Photo: Jakayla Toney
By: Nick Gambino
The moment it was announced that The New York Times was buying the free-to-play Wordle game for a low seven-figure price, those of us who are dedicated to solving the puzzle on the daily feared we were in for some changes. Would they start charging? Would they switch up the layout? What will they do to our beloved word game?
The NYT promised us they wouldn’t change anything. “At the time it moves to The New York Times, Wordle will be free to play for new and existing players, and no changes will be made to its gameplay,” they said in their press release.
If you’re paying attention to that slick journalistic wordplay, you’ll notice it’s entirely possible that they will put the game behind a paywall and change the way we play in the future.

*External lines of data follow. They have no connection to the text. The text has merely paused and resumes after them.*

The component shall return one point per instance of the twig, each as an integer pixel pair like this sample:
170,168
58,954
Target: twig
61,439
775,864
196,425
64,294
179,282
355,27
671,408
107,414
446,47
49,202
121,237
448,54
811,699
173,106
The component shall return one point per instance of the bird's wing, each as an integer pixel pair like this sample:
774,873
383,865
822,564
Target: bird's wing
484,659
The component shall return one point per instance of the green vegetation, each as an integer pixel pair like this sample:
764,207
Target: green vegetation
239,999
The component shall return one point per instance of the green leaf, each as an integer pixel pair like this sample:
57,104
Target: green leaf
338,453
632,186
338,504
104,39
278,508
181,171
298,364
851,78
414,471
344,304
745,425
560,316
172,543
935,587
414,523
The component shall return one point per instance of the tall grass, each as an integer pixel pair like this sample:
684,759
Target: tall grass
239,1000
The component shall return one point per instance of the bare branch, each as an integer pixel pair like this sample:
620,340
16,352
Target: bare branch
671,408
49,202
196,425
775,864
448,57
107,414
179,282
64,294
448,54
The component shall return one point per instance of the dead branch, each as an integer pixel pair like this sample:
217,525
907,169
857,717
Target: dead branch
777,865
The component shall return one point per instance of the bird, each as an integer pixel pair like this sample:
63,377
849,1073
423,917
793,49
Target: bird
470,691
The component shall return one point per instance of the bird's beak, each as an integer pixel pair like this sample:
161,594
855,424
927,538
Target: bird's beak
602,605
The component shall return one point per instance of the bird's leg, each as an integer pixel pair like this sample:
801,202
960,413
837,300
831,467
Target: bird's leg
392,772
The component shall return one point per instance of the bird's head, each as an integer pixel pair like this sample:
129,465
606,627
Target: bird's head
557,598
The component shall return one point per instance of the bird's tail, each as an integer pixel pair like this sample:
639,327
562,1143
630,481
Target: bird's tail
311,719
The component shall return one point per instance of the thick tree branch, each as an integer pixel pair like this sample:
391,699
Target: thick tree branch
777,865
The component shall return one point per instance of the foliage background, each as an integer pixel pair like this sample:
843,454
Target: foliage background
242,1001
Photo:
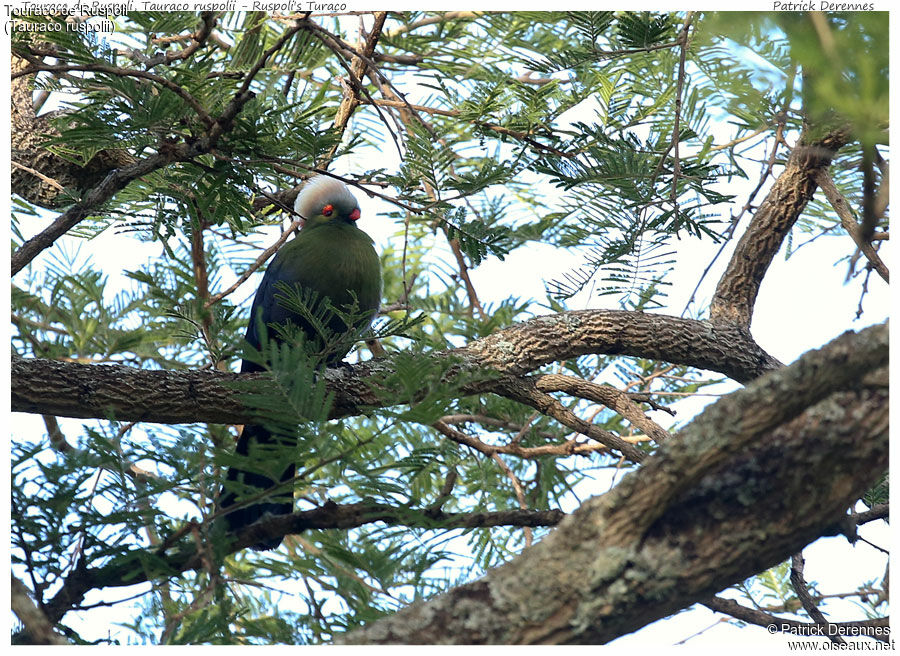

Well, it didn’t take long.
Yesterday’s Wordle highlighted a pretty major change and this one is to the predetermined word list itself. You see, all of the forthcoming Wordles have already been set. Wait. Let’s back up in case you don’t understand how the game is played. Perhaps you’re just as confused as the rest of us once those little green, yellow and black squares started clogging up your social media feed.
Wordle is a simple word guessing game where you are given six attempts at guessing a five-letter word. After your first guess, you’ll be shown which letters are correct and whether or not they’re in the right place in the word. That’s it. The appeal is in its simplicity. There is only one word a day making it even simpler. Most avid players come back the next day to try and maintain their streak.
As I said before, the words are in a predetermined list that you can find online if you really care to. Yesterday marks the first departure between the original powerlanguage.co.uk list and The NYT list. The original word was “AGORA” while the NYT word was “AROMA.”
“We are updating the word list overtime to remove obscure words to keep the puzzle accessible to more people, as well as insensitive or offensive words,” the NYT explained to ABC Reporter Michael Slezak.
In addition to changing the word list, they’ve removed words from the ones you can guess. That means, not just the solution to the daily puzzle but the guesses on your way to the solution.
Now, I know I’ve so far maintained a surly tone about this change, but I’m going to be real with you – I don’t really care. I’ve been playing the NYT Wordle for the past week or so and I’m happy with it. It feels the same and I’m not missing the future words that have changed or the offensive words I wasn’t planning on guessing anyway.
And for my friend who is playing the original game and had a hell of a time with “AGORA,” maybe it’s time to join me on the dark side and switch over to the NYT.